Source code: https://github.com/lzxtxdys/Mahjong

Final Report Video

if the video is not valid, link is here: https://www.youtube.com/watch?v=4BMGZhQCTJA

Project Summary

My primary goal is that the AI player can constantly learn better strategy from the games, verify if the strategy are actually effective and play along the strategy with calculation system. The expectation is the AI can reach a balance between high winning rate and high value winning combination.

Challenge 1: Many little bugs. The game is full of rule interactions hence inevitablly there will be few tiny bugs that we cannot find out where the problem is. Problem Diagram

Challenge 2: It is hard to completely simulate a “right” strategy. It means that sometimes there are no absolute right or wrong in the strategy. My algorithm method is to assign parameter “risk” to evaluate whether this tile is a safe or a dangerous one. The risk level depends on whether this tile has been exposed or discarded. For example, if a tile has never been exposed or discarded, it is highly possible that people are holding them and if a player discard it, someone will win. However, it is possible that all tiles are staying in the rest deck. In this situation, the player will choose to hold the marked “high risk & dangerous” tile, even if it may cause the holding tile player not to win. Problem Diagram

Challenge 3: The win rate and high-value counts are not as high as we expected. In this project, we are using decision tree and Q-table to achieve constance choices and calculations. However, these two strategies tend to know what tiles will make others to win so that it will always keep it. Such a behavior leads to a consequence that such kept dangerous tiles will take a place in their hands so that the player has to abandon some drawed tiles that may lead the player to win or pursue a higher value combination. As shown in the following picture, the train_win_results.txt is 4AI players game result and the ai_win_rate.txt is 1AI player game result. As we can see, compared to the 4AI game, the 1AI has nearly 20 times win counts. But it is still only 20% However, the win rate is not high enough is definitely a problem since this is what AI should do. For the high-value combination counts, I am not sure whether it is a problem. Through the project working, I have checked some great human players video and I have noticed that even if their winning rate is higher than other players, they are mostly not winning by getting high-value combination, which means they are also using defensive strategy. This is reasonable because if one player is always avoiding losing credits, even if they win by a low-value combination, they are also winning credits.

Problem Diagram

Approaches

Baseline (Naïve) Approach: Random Discard Strategy

A random discard strategy was implemented as the baseline approach, where AI players discard tiles at random, without considering game state, opponent behavior, or optimal strategy. This method is computationally simple, requiring no decision-making algorithms or learning process. It serves as a useful control to compare against more advanced AI approaches.

Advantages:

  1. Simple to implement – Requires no advanced algorithms, making it easy to test.
  2. Computationally efficient – Does not require extensive training or memory usage.
  3. Provides a control benchmark – Helps evaluate the effectiveness of more complex strategies.

Disadvantages:

  1. No strategic awareness – The AI does not prioritize strong tile formations or defensive play.
  2. Ignores opponent moves – Cannot anticipate Peng, Gang, or potential winning hands from other players.
  3. Very low win rate – Often discards useful tiles, leading to slow and inefficient gameplay.

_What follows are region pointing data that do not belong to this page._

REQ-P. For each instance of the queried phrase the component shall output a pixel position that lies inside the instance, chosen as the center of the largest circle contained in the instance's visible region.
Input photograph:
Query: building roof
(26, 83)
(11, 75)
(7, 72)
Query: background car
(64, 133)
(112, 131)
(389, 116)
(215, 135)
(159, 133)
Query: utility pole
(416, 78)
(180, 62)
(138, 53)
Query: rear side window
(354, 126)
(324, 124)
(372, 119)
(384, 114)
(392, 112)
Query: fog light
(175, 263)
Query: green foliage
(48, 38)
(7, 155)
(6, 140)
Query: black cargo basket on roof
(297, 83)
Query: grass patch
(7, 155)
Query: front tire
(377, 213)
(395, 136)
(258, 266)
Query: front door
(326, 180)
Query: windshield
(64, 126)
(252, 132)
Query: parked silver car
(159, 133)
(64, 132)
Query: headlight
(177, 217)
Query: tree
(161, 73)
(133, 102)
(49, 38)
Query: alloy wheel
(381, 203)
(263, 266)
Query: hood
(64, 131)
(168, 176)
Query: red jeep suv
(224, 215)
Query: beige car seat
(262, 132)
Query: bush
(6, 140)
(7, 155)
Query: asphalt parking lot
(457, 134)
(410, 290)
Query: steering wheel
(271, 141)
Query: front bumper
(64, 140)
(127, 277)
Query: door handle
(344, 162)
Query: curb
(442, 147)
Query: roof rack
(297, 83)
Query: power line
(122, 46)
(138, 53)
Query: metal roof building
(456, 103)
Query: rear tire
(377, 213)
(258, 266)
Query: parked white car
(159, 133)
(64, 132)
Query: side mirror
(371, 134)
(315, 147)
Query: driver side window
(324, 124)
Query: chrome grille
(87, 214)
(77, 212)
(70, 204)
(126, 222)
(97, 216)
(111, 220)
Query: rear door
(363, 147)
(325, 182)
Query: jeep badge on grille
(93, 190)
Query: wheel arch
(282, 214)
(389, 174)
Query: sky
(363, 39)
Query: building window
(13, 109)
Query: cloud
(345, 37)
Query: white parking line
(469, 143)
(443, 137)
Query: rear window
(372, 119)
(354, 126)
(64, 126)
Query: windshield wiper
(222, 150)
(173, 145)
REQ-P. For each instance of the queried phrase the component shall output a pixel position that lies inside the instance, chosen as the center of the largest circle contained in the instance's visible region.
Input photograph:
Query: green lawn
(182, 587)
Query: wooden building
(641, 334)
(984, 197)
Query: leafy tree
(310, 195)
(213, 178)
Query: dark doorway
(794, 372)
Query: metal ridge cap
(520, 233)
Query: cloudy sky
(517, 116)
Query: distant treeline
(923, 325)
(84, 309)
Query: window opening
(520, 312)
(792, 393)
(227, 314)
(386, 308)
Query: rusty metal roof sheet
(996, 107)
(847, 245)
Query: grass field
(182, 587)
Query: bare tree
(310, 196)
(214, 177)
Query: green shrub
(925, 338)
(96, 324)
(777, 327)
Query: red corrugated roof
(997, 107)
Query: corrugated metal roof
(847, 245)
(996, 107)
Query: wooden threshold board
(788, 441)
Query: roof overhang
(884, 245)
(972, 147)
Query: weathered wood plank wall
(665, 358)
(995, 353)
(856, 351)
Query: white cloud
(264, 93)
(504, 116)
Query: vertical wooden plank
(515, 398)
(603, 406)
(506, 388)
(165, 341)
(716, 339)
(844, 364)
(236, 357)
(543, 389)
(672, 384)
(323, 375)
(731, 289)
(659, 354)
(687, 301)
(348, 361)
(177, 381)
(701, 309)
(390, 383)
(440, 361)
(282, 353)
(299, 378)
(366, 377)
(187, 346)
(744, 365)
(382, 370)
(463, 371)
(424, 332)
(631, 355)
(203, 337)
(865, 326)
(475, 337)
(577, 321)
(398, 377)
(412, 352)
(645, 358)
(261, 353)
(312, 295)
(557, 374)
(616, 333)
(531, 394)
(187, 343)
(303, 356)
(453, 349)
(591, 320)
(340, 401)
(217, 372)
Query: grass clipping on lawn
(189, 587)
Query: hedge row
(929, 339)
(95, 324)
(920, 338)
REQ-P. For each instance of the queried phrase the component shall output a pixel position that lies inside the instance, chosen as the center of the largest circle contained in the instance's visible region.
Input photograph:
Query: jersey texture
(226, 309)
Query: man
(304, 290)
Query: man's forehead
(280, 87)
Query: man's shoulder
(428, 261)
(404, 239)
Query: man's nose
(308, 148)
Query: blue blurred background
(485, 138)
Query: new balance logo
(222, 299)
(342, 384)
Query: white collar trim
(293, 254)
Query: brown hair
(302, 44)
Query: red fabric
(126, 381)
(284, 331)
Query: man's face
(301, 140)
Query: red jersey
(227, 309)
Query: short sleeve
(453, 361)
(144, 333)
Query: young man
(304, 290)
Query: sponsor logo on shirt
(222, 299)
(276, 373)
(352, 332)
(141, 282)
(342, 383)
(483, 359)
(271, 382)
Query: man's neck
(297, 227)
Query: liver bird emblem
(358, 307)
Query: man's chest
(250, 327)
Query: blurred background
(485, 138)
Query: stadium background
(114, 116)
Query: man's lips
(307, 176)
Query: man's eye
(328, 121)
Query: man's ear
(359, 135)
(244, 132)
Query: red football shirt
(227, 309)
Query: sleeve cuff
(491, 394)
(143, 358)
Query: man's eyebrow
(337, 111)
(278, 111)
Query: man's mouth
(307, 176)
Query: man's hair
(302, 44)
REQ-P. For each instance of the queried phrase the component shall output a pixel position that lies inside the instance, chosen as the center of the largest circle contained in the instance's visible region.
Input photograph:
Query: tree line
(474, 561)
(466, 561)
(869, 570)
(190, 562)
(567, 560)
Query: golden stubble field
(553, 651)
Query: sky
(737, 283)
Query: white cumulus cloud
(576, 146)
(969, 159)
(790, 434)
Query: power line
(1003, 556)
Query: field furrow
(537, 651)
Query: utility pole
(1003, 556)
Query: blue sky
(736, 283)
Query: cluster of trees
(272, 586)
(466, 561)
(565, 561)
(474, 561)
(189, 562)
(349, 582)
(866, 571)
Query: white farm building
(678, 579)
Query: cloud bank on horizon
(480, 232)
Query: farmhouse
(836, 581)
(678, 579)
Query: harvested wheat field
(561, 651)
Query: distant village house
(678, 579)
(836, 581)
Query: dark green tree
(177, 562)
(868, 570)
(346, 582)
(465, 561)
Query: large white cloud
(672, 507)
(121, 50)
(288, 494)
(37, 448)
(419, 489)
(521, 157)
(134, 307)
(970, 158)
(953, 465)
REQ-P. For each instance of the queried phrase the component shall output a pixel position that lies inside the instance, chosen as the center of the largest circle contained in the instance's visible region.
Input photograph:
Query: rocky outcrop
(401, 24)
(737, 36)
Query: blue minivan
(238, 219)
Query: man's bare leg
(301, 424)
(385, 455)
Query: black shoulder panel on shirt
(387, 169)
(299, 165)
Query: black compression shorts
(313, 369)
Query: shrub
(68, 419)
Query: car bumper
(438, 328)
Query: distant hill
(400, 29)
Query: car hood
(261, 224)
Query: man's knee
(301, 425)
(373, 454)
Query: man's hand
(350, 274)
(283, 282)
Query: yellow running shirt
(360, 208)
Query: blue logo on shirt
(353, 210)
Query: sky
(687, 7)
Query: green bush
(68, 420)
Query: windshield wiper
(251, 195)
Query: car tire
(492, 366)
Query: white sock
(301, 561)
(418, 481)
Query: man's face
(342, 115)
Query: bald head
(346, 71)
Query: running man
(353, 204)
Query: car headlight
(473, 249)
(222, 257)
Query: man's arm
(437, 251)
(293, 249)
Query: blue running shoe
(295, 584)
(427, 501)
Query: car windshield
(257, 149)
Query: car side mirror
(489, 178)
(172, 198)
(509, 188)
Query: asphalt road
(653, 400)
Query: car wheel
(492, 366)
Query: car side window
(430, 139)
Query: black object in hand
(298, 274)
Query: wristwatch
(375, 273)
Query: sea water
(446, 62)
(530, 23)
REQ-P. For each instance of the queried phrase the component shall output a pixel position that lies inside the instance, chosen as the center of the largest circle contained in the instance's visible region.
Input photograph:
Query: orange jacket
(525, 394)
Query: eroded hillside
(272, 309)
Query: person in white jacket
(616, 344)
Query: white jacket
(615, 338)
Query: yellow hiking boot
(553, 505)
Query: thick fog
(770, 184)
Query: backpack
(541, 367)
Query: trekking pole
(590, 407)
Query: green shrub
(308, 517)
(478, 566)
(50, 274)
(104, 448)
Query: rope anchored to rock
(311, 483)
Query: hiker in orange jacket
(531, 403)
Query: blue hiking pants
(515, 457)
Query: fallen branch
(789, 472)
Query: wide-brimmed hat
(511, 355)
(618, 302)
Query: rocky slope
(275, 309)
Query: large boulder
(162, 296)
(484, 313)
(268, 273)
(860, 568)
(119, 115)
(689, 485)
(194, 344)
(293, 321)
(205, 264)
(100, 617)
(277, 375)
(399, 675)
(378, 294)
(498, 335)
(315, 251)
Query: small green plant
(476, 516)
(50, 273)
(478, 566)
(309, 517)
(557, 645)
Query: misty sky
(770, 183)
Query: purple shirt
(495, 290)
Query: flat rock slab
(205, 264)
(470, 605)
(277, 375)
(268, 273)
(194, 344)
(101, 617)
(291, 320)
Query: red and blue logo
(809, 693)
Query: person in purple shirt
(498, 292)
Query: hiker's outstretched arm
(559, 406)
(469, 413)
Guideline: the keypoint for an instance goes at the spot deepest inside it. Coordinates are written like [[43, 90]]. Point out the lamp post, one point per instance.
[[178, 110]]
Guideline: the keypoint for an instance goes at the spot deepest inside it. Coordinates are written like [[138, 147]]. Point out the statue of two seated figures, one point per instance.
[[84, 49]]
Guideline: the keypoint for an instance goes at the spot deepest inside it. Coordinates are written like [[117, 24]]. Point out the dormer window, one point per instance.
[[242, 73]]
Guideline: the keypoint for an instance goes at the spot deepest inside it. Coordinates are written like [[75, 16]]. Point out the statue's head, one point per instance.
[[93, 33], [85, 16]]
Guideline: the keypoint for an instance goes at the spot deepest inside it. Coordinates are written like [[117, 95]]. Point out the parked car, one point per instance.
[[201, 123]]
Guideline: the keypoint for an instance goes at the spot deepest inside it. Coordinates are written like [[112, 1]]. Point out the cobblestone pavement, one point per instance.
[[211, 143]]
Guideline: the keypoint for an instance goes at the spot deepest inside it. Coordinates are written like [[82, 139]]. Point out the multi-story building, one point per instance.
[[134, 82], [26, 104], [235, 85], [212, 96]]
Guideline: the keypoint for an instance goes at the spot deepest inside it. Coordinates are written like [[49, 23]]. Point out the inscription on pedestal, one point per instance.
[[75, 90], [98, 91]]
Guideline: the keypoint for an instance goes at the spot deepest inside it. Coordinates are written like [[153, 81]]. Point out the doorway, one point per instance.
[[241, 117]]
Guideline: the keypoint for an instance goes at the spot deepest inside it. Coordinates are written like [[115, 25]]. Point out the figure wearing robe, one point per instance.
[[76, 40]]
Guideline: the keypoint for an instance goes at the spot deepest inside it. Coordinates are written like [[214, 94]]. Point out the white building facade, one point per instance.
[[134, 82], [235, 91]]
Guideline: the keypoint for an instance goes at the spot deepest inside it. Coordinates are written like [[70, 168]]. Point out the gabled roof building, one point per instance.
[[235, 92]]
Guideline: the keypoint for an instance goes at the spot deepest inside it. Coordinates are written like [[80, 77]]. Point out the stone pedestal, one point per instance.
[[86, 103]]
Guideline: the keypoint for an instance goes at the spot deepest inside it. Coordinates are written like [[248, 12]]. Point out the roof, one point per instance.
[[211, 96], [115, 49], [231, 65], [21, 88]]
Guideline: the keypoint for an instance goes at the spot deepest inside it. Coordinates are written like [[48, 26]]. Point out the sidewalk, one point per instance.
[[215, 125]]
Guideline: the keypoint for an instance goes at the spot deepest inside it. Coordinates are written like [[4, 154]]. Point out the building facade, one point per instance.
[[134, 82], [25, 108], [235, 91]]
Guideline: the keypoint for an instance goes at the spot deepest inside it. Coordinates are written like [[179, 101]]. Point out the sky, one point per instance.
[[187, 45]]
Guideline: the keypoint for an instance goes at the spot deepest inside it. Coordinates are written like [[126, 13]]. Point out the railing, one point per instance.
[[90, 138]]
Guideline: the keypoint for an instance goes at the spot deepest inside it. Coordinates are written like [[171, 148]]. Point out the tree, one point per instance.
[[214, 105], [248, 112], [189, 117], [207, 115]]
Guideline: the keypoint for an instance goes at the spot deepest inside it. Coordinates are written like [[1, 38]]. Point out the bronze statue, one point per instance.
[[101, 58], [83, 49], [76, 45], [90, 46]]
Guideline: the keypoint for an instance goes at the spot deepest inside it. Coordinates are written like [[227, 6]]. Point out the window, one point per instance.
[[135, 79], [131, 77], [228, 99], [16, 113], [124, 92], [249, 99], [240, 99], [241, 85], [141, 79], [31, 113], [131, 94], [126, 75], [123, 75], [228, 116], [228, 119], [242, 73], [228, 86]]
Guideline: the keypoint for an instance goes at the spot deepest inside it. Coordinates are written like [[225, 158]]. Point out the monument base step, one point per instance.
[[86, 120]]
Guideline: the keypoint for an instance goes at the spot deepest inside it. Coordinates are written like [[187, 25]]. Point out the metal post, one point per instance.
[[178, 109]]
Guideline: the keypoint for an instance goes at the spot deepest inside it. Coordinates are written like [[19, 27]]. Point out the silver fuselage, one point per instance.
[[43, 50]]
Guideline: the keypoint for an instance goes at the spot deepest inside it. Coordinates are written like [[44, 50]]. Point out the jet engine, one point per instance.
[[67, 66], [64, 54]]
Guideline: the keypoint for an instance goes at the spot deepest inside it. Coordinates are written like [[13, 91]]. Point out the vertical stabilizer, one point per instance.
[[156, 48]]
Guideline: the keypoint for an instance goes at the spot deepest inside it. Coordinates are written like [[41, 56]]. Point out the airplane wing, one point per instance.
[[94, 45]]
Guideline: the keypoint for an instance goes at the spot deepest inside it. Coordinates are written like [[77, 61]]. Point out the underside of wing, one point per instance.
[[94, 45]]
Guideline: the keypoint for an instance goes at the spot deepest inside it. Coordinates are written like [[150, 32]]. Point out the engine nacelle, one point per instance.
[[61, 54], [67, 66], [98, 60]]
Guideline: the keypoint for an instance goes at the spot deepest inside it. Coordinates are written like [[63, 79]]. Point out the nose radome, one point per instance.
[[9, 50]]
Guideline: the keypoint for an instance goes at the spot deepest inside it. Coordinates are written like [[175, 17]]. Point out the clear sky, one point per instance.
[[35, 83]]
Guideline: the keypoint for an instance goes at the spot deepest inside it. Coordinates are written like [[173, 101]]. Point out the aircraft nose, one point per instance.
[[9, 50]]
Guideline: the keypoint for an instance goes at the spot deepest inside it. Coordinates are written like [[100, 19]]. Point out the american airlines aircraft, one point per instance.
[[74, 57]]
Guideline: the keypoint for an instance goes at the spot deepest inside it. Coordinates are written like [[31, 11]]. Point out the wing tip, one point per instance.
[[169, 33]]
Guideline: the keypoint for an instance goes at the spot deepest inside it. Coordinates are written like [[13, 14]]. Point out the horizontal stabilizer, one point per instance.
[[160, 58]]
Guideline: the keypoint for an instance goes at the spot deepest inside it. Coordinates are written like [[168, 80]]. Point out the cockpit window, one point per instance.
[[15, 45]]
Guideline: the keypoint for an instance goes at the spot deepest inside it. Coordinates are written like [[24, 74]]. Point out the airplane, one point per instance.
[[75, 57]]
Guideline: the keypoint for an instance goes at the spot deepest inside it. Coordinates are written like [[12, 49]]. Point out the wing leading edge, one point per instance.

This baseline approach was used to test how well a trained AI performs against purely random players, serving as a benchmark to measure AI progress.

Proposed Approach: Reinforcement Learning (RL) with Q-Learning

To create a more competitive AI, we implemented Q-learning, a model-free reinforcement learning algorithm that allows the AI to learn from past decisions and optimize its tile discards based on experience. The AI maintains a Q-table, where it stores state-action pairs and updates them based on rewards received from game outcomes. The AI prioritizes discards based on learned experience, selecting tiles that maximize its winning potential while minimizing the risk of assisting opponents.

Advantages:

  1. Learns from experience – Improves decision-making over time by updating the Q-table.
  2. Strategic tile selection – Prioritizes discards that increase the chance of forming valid Hu hands.
  3. Defensive play – Learns to avoid discarding dangerous tiles that could help opponents win.
  4. Higher win rate – Outperforms the random discard strategy after sufficient training.

Disadvantages:

  1. Defensive Strategy – rather to keep dangerous tiles even if it may lead itself to not hu.
  2. Slow convergence – Learning efficiency is limited by the exploration-exploitation tradeoff.
  3. Memory-intensive – The Q-table grows significantly with state complexity, leading to potential scalability issues.
  4. Limited generalization – Does not easily adapt to unseen strategies or advanced human play styles.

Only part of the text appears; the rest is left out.